THIS looks like it could be a lovely place to walk the dog," remarked the fireman as I led him to the burning remnants of a the blue wheelie bin.
"It is," I answered, "It hasn’t always been like this!"
And so it hasn’t. Not so long ago, I could walk my dog along the Mardyke Way and around the ancient footpaths of Brannett’s Wood without stepping over a seemingly endless obstacle course of cheap beer cans and discarded wet wipes. I had even gone so far as to venture that this little pocket of South Ockendon actually gave us an area of outstanding natural beauty – enough to rival many, more renowned locations up an down the country.
That was, however, before the long overdue decision was taken to improve the area further by giving children a place to play and visitors places to sit in order to relax and enjoy the view.
Early in 2015, the Forestry Commission began cutting back overgrown areas and creating natural habitats for bugs and wildlife. This was quickly followed by the play area in the centre of the woods, designed and created by the children at Somer’s Heath School – it comprised of a wooden activity trail made from the wood which had been resulted from the coppicing. It looked great, fitted in with the surroundings and celebrated the achievement and imagination of the children of the area. At the same time, benches, also fashioned from trunks of the felled trees, were set out. They featured brilliantly carved images of the local wildlife – owls and badgers. Again, it was a celebration of the skill and craft of local people.
However, before long, the piles of wood, left for the benefit of the wildlife, had become ready made bonfires and the play area itself was destroyed within a matter of weeks. Within days, the sound pods had been smashed and burnt and the central climbing logs were also charred and unusable. Given that each area of destruction was surrounded by beer cans and food packets, it is obvious to see that some had taken all this industry and creativity to be, in fact, the chance for a jolly up and an opportunity to practice their wrecking skills. The benches lasted a little bit longer until being destroyed – someone saw fit to bring a hacksaw with them to decapitate one of the carved badgers which adorned it.

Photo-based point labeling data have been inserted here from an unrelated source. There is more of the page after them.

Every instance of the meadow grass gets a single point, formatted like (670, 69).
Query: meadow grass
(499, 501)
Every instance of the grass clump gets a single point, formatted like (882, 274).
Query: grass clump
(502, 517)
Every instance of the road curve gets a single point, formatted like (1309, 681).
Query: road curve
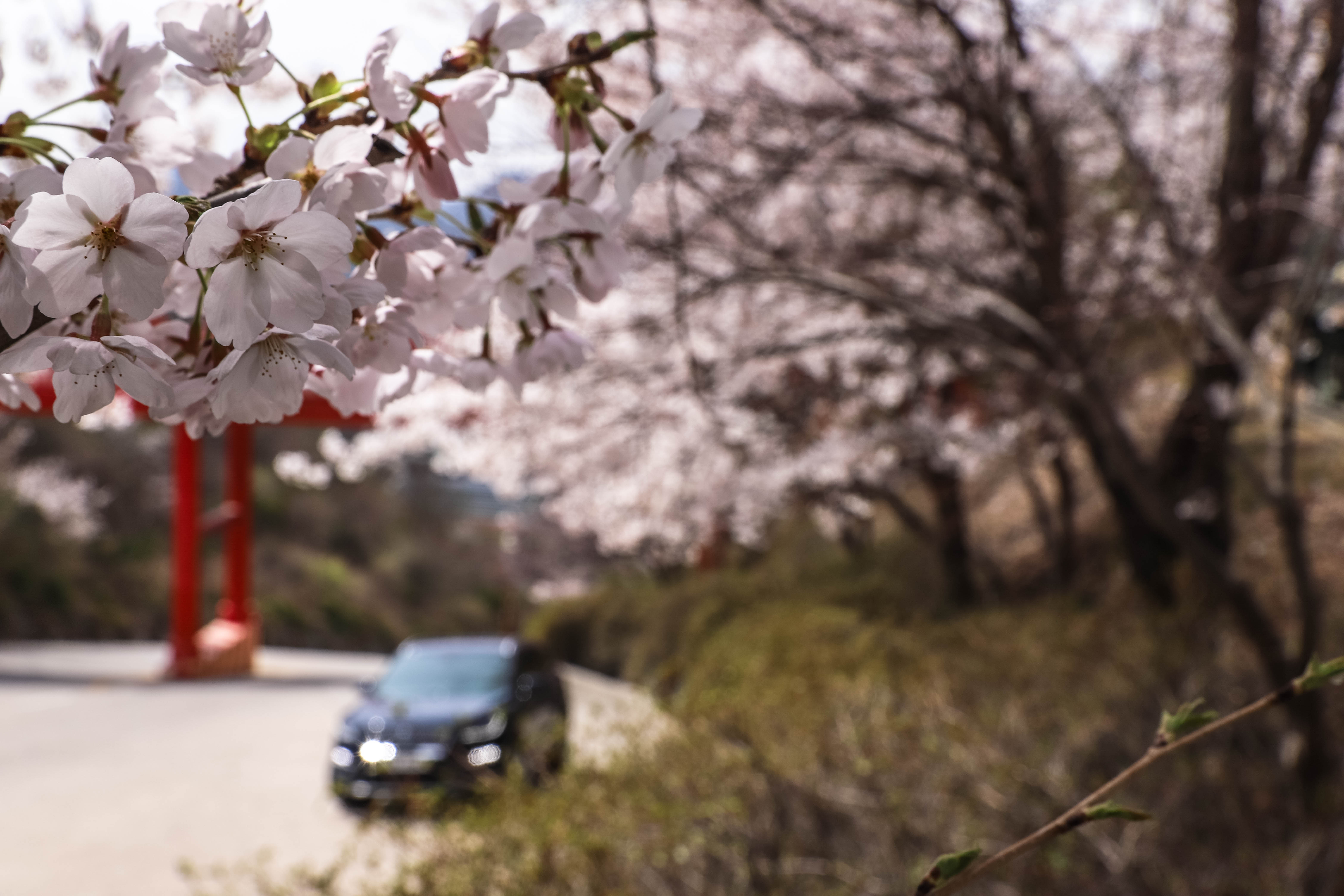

Over the spring and autumn months, the litter and fire problem has increased dramatically. Each weekend seemed to spawn a new part of the woods which had been scarred by a bonfire and discarded waste. There is even a new trend of picking up dog poo, putting it in a bag and suspending it from the nearest tree for kiddies to investigate. Really.
This weekend, however, it reached a new low.
The smaller fishing pond at Marley is a beautiful place in its own right. The trees provide a screen to the motorway junction – a thin green line between peace and relentless traffic. In the early morning or just before dusk, the water is still and clean. Over the weekend, though, the area was used as the venue for a party. Tents were up – both shop bought and makeshift and fun was being had.
Now, I have no problem if people fancy camping here – I love nothing more than camping, but camping and camping responsibly are two different things. I have never felt at more of a loss that standing by the pond this morning and seeing the resulting mess of other people’s actions.
The water was covered in rubbish – crisp packets, drinks cans and bottles, sandwich cartons, broken parts of camping gear, branches torn from trees, a traffic barrier, tarpaulin, a nappy and even a condom floated silently across the water..I didn’t see the condom wrapper so either the wearer took it away and popped it in the bin or used the wrong part of the product.
What sort of people can honestly leave such a place in that kind of a mess? It is a sorry moment when a proud resident of the town just has to shrug his shoulders and finally admit he’s surrounded by morons – people who clearly have no sense of social decency or respect.
Efforts have been made to improve an already beautiful area, but you have to doubt the point of it all. On one hand, we have an area which, if treated well, provides a relaxing escape from our hectic, every day lives, but on the other, you know that any improvements will quickly be destroyed by the utter cretins who believe they have some kind of right to take it away.
I’m sure that many reading this will be complaining about kids having no respect – I’d sadly have to report that whole families were camping over at Marley, so this isn’t purely a problem with the kids – let’s not forget that a local primary school provided the inspiration for the play area.
As I made my way back home after taking the fireman to his third call out in the woods that day, I made my way past the couple who I see in the same place most days, having what sounds like the same argument, I happened upon another couple who were using their metal detectors. It seemed ironic that while I was getting cross about modern litter, here were a couple hoping to clear away discarded property of our ancestors. Perhaps in a century or two, our successors will find that discarded johnny wrapper.
This issue is all about respect and decency and the citizens of the town need to appreciate what is on their doorstep. I’ve been fortunate enough to visit some of England’s most breathtaking woodlands – Sherwood Forest, Forest of Dean, Forest of Bowland and the New Forest to name but a few and there is one thing which separates them in terms of beauty to what we have in Brannett’s Wood – respect. Many of those who use our woodland show no respect either to the residents of the town or to the ancient woodland itself. On our doorstep is the second oldest managed woodland in the county and it hasn’t survived for so long without being cared for. As it is, we may as well clear the lot and chuck some more faceless, lego style houses, the like of which are currently springing up all over the town, in its place.
Either that, or those who visit it can take some responsibility and show some respect – both adults and children.